Franck Barthel, l’excellent aubergiste de Sélestat

Franck Barthel chez lui, « Au bon pichet » à Sélestat, le 29 octobre 2025

Cette journée d’été indien de fin octobre m’a donné envie de flâner à Sélestat, petite ville du centre-Alsace, qui devient de plus en plus coquette. Je suis retournée à la winstub « Au bon pichet », dont la façade peinte par Edgar Mahler rappelle qu’autrefois ce bistrot s’appelait « Le lion rouge » (le lion est l’emblème de Sélestat). Je m’y suis rendue quelquefois depuis les années 90 où Roland Barthel a repris ce restaurant après avoir réjoui pendant 24 ans les habitants de Huttenheim avec sa boucherie. Son fils Franck vint le rejoindre après avoir travaillé durant deux ans dans les cuisines de l’Auberge de l’Ill.
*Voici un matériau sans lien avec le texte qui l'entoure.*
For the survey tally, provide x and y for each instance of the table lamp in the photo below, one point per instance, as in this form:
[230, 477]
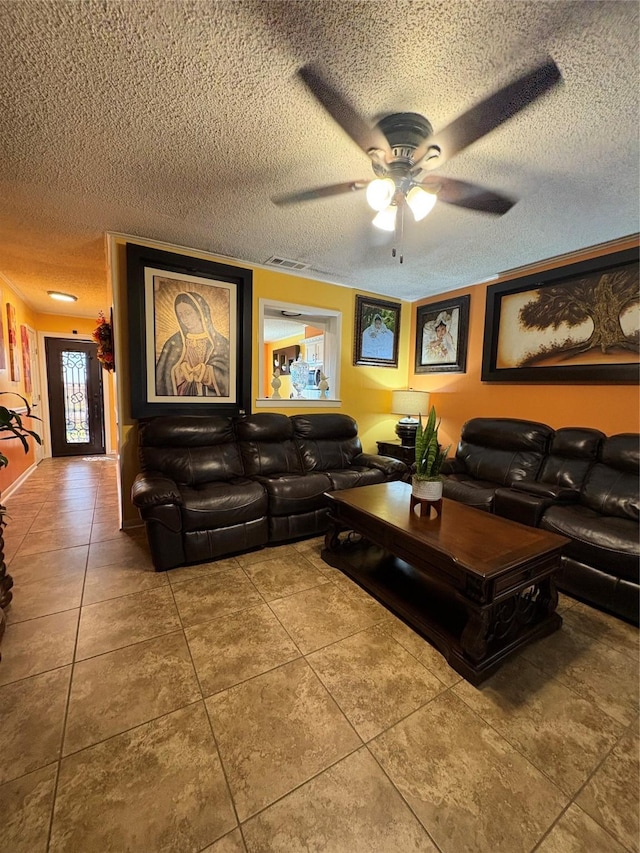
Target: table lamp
[409, 403]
C’est précisément l’adorable et exceptionnel Paul Haeberlin qui m’a parlé il y a plus de trente ans de cette winstub dans laquelle il se rendait fidèlement chaque semaine (le mardi jour de marché) pour manger. Paul me disait grand bien de ce boucher devenu cuisinier, qui préparait des charcuteries et des viandes de parfaite qualité.

Les Barthel n’étaient pas seulement adoubés et aimés par Paul Haeberlin. Le chef y a aussi fait venir Paul Bocuse et Pierre Troisgros qui se sont régalés plus d’une fois en ce lieu.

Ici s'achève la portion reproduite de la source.